BACKGROUND OF THE INVENTION

1. Field of the Invention

The present invention relates to a friction hinge device, and more particularly to an improved clip type friction hinge device which can be conveniently assembled and can easily adjust a torque.

2. Description of the Related Art

A friction hinge device is a very useful device for maintaining an object at a predetermined position or at a predetermined angle. For example, it is used to maintain a display of a notebook computer at a predetermined angle for a main body thereof or to properly adjust and maintain the screen angle of an LCD monitor. That is, in a notebook computer, the friction hinge device combines a cover in which a display is integrated to a main body so that the display can be opened/closed up and down. When the cover is opened, the friction hinge device serves to maintain the cover at a proper angle for the main body by the pressure of the spring and clip therein. In addition, the friction device generates a dynamic torque due to the friction when an object like a cover of a notebook computer is moved or rotated, thus restraining a rapid operation of the object and buffering the shock.

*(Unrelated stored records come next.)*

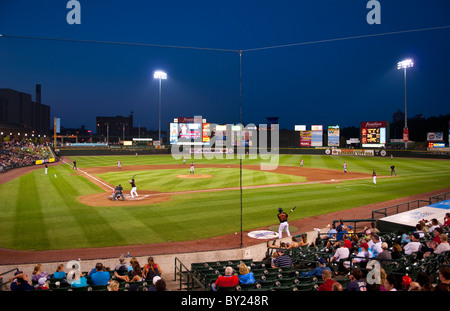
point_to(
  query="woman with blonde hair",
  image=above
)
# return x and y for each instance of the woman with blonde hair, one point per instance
(151, 269)
(245, 276)
(113, 286)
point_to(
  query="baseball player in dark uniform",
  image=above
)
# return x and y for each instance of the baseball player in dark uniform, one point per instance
(118, 192)
(284, 225)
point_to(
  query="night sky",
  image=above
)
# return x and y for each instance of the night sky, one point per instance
(339, 82)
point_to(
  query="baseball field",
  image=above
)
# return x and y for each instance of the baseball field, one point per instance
(70, 208)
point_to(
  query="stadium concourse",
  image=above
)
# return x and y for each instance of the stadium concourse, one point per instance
(223, 249)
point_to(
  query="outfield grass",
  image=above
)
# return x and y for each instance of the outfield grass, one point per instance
(41, 212)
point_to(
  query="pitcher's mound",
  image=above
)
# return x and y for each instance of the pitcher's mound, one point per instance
(194, 176)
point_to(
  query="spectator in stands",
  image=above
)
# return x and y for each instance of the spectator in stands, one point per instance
(159, 285)
(113, 286)
(341, 254)
(318, 270)
(420, 229)
(326, 286)
(337, 287)
(363, 255)
(444, 279)
(357, 283)
(406, 282)
(424, 281)
(120, 264)
(100, 275)
(340, 233)
(293, 244)
(446, 220)
(414, 287)
(151, 269)
(391, 283)
(38, 273)
(20, 283)
(121, 273)
(81, 282)
(434, 224)
(385, 257)
(227, 280)
(59, 273)
(413, 246)
(375, 246)
(42, 284)
(397, 251)
(437, 234)
(245, 276)
(340, 226)
(282, 260)
(136, 275)
(332, 232)
(443, 246)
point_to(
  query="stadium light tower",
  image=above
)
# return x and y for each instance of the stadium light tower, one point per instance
(407, 63)
(160, 75)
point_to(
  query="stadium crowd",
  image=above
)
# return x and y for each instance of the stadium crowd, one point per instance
(338, 260)
(15, 154)
(129, 276)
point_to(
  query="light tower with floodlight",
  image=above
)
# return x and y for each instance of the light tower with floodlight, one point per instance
(407, 63)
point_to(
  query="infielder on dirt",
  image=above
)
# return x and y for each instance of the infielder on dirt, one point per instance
(284, 225)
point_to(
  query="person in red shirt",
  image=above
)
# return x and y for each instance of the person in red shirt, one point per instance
(326, 286)
(227, 280)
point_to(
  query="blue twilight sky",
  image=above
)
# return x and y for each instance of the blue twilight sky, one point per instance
(339, 82)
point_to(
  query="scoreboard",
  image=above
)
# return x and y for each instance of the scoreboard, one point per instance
(374, 134)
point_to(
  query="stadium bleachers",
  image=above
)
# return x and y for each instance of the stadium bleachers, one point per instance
(305, 259)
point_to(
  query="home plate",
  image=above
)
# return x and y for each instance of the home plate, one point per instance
(141, 197)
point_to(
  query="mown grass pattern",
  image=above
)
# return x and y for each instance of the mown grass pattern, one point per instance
(41, 212)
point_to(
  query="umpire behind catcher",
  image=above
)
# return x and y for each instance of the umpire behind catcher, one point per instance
(118, 192)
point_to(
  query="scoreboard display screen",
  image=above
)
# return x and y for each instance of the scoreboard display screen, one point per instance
(189, 134)
(373, 134)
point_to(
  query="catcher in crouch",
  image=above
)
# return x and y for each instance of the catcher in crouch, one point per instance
(118, 193)
(133, 188)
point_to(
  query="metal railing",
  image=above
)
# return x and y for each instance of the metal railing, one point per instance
(185, 276)
(399, 208)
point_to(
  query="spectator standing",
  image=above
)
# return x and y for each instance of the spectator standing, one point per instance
(227, 280)
(100, 276)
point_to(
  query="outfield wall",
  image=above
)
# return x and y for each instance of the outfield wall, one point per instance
(93, 151)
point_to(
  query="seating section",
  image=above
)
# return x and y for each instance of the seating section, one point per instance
(305, 259)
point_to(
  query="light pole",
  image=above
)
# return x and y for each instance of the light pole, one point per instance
(160, 75)
(407, 63)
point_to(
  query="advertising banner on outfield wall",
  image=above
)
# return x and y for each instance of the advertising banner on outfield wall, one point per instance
(333, 136)
(305, 138)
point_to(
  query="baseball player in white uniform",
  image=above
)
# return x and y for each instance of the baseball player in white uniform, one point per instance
(133, 188)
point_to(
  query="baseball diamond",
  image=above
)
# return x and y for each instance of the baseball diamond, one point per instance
(75, 209)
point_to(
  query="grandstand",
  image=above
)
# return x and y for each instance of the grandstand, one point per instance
(198, 271)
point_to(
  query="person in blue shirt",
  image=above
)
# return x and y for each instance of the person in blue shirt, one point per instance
(317, 271)
(60, 273)
(81, 282)
(99, 276)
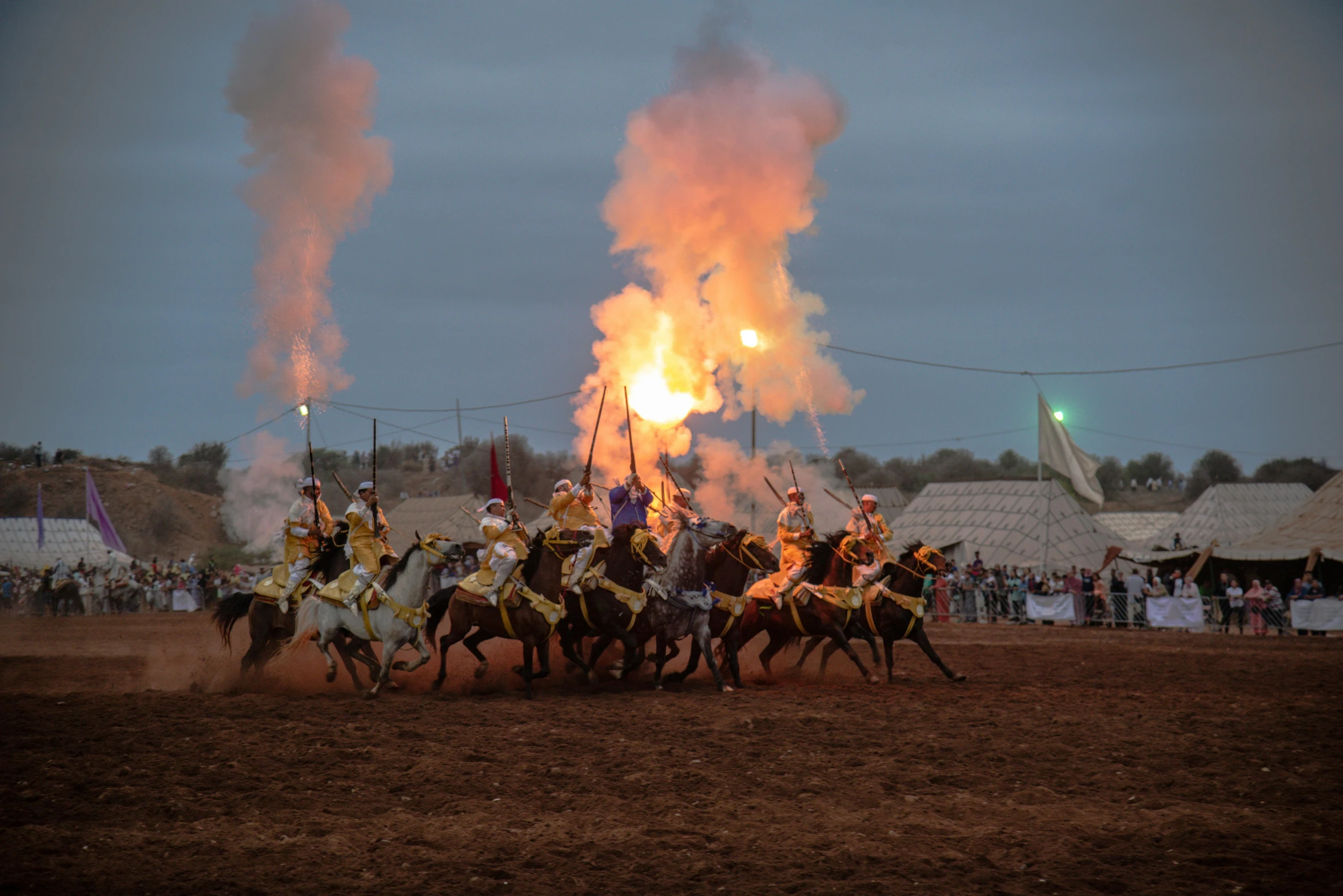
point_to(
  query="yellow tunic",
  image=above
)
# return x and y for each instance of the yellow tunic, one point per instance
(793, 521)
(301, 515)
(878, 538)
(571, 513)
(364, 546)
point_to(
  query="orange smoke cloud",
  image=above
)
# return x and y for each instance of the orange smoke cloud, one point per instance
(714, 179)
(308, 109)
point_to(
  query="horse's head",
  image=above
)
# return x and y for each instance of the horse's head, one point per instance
(640, 543)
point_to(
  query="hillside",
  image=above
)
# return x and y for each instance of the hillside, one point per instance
(152, 519)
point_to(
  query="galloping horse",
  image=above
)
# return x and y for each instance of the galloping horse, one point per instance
(602, 612)
(829, 565)
(541, 570)
(895, 612)
(728, 565)
(397, 621)
(270, 628)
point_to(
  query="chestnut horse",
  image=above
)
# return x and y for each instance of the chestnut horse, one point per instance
(728, 565)
(891, 620)
(599, 612)
(541, 570)
(829, 564)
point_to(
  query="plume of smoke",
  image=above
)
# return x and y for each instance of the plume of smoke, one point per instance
(714, 179)
(732, 481)
(258, 498)
(308, 109)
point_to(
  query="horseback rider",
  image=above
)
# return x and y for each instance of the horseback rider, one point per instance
(875, 535)
(630, 503)
(367, 543)
(505, 545)
(797, 533)
(574, 510)
(674, 517)
(305, 533)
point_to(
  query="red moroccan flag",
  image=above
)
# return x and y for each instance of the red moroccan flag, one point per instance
(499, 489)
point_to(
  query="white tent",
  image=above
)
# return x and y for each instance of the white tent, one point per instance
(63, 538)
(1138, 527)
(1009, 522)
(1230, 513)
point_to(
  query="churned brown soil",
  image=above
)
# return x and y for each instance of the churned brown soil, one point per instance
(1071, 762)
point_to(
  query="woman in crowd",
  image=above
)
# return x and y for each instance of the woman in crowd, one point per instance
(1236, 607)
(1255, 604)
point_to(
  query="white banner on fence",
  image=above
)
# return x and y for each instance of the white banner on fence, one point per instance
(1321, 615)
(1051, 607)
(1175, 613)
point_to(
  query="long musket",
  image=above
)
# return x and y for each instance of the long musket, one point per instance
(312, 473)
(508, 475)
(629, 431)
(348, 497)
(587, 469)
(865, 518)
(378, 527)
(838, 498)
(667, 465)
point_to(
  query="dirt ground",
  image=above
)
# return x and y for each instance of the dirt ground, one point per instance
(1071, 762)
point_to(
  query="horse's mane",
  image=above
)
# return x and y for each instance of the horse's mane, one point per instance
(821, 554)
(533, 555)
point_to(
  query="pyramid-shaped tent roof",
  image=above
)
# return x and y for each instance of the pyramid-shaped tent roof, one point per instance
(1007, 522)
(62, 538)
(1318, 522)
(1230, 513)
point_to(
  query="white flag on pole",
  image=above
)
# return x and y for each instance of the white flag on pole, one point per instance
(1061, 454)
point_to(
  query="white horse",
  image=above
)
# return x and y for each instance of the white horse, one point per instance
(397, 623)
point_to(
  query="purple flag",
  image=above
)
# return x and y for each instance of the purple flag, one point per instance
(94, 509)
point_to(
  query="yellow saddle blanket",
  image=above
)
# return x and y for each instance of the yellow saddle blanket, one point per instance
(473, 590)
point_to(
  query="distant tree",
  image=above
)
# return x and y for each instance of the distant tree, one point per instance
(214, 454)
(1213, 469)
(1303, 470)
(1151, 466)
(1111, 477)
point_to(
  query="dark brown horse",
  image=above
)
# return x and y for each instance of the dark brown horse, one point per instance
(728, 565)
(829, 564)
(270, 628)
(541, 570)
(895, 621)
(599, 612)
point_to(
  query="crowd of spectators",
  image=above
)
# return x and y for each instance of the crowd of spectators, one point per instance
(978, 592)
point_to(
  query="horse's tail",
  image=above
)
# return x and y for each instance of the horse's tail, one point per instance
(438, 604)
(228, 613)
(305, 627)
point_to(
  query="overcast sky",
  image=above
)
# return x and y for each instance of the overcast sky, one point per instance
(1020, 186)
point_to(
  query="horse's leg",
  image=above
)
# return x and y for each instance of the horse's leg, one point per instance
(806, 651)
(692, 665)
(920, 638)
(527, 670)
(347, 657)
(661, 658)
(472, 643)
(459, 627)
(837, 636)
(704, 640)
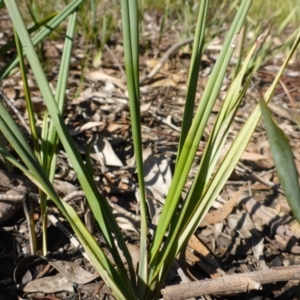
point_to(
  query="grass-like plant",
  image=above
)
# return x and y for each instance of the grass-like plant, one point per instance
(179, 217)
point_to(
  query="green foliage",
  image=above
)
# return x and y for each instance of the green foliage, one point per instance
(179, 219)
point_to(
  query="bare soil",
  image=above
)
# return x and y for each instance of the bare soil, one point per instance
(243, 233)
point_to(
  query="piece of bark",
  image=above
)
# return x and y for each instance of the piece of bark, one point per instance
(273, 221)
(231, 284)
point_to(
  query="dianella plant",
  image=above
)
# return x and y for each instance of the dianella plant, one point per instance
(179, 217)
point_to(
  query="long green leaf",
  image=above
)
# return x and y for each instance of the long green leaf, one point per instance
(193, 74)
(192, 141)
(131, 53)
(284, 161)
(98, 203)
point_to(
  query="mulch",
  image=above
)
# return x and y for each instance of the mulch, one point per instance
(249, 228)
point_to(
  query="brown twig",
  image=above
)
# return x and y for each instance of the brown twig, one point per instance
(236, 283)
(165, 58)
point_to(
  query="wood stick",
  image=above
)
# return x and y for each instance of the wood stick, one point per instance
(236, 283)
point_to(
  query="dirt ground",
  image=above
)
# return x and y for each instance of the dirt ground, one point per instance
(244, 232)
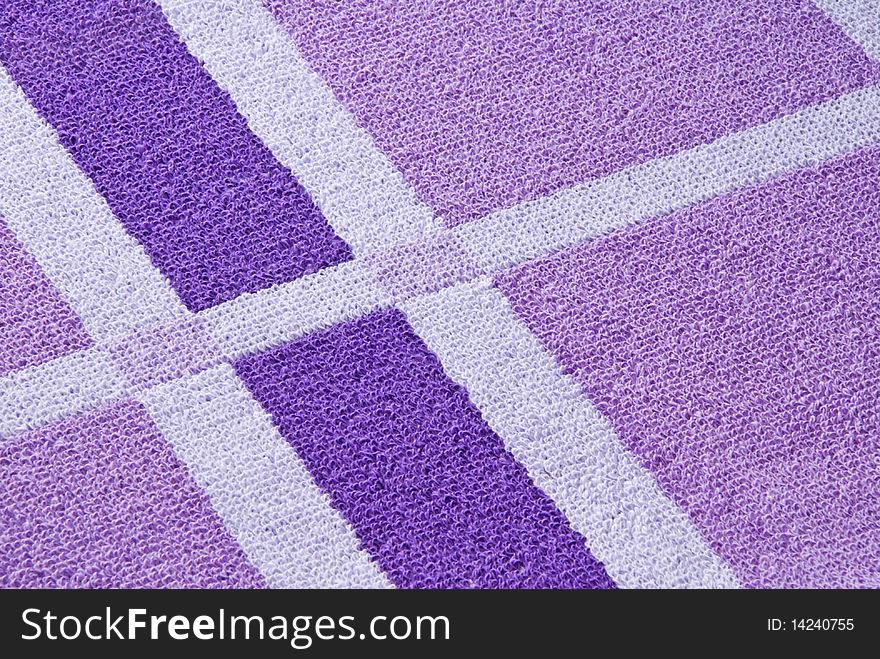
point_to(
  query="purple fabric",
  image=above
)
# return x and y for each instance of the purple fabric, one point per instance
(483, 104)
(99, 500)
(164, 144)
(402, 452)
(735, 348)
(36, 325)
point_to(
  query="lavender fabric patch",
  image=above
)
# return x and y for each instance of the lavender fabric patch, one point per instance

Representative modes presently used for such a friction hinge device are a wrap spring mode, an axial disk compression mode, a roll pin mode and a clip spring mode, and so on.

Such a friction hinge device is advantageous in its own way. However, most of the devices cannot be manufactured to a structure proper to a recent trend pursuing the miniaturization/thinness of products, or even though it can be manufactured in that way, it is complicated to manufacture it and the durability thereof rapidly drops in the case that high torque should be maintained. Therefore, to solve these problems, a friction hinge device of torsion spring mode has been recently developed.

The friction hinge device of torsion spring mode is constructed to adjust both the friction area and the pressure of a spring and to generate a frictional force of a constant size.

FIG. 1 shows a conventional friction hinge device of a torsion spring mode as described above.

As shown in FIG. 1, the friction hinge device has a housing 10, a rotary axis 20 and a torsion spring 30.

The housing 10 has an axial hole 10a and a fixing slot 10b formed at the lower portion of the axial hole 10a.

The rotary axis 20 has a first axis part 20a which is inserted to the axial hole 10a of the housing 10, a second axis part 20b connected to the end of the first axis part 20a and a fixing part 20c connected to the second axis part 20b and extended to the opposite direction of the first axis part 20a. The first and second axis parts 20a and 20b and the fixing part 20c may be separately or unitedly formed according to the conditions in manufacturing and assembling. A hole for screw 20d is formed at the fixing part 20c. The rotary axis 20 is combined to the cover of a notebook computer by a screw (not shown) fastened through the hole 20d. In this case, the housing 10 is similarly combined to the main body of the notebook computer by the fastening of a screw.

The torsion spring 30 is comprised of a plurality of clip type plate springs and is fixed to the housing 10 by being pressed to the rotary axis 20 and inserted to the axial hole 10a of the housing 10 together with the rotary axis 20.

FIG. 2 is a front view showing the friction hinge device of FIG. 1. As shown in FIG. 2, the torsion spring 30 is inserted to the axial hole 10a of the housing 10. The torsion spring 30 is fixed to the housing 10 not to be rotatable by fitting a lower projection part 30a of an arrow shape formed at the lower part thereof into the fixing slot lob of the housing 10. The rotary axis 20 is pushed to a central hole 30c of the torsion spring 30.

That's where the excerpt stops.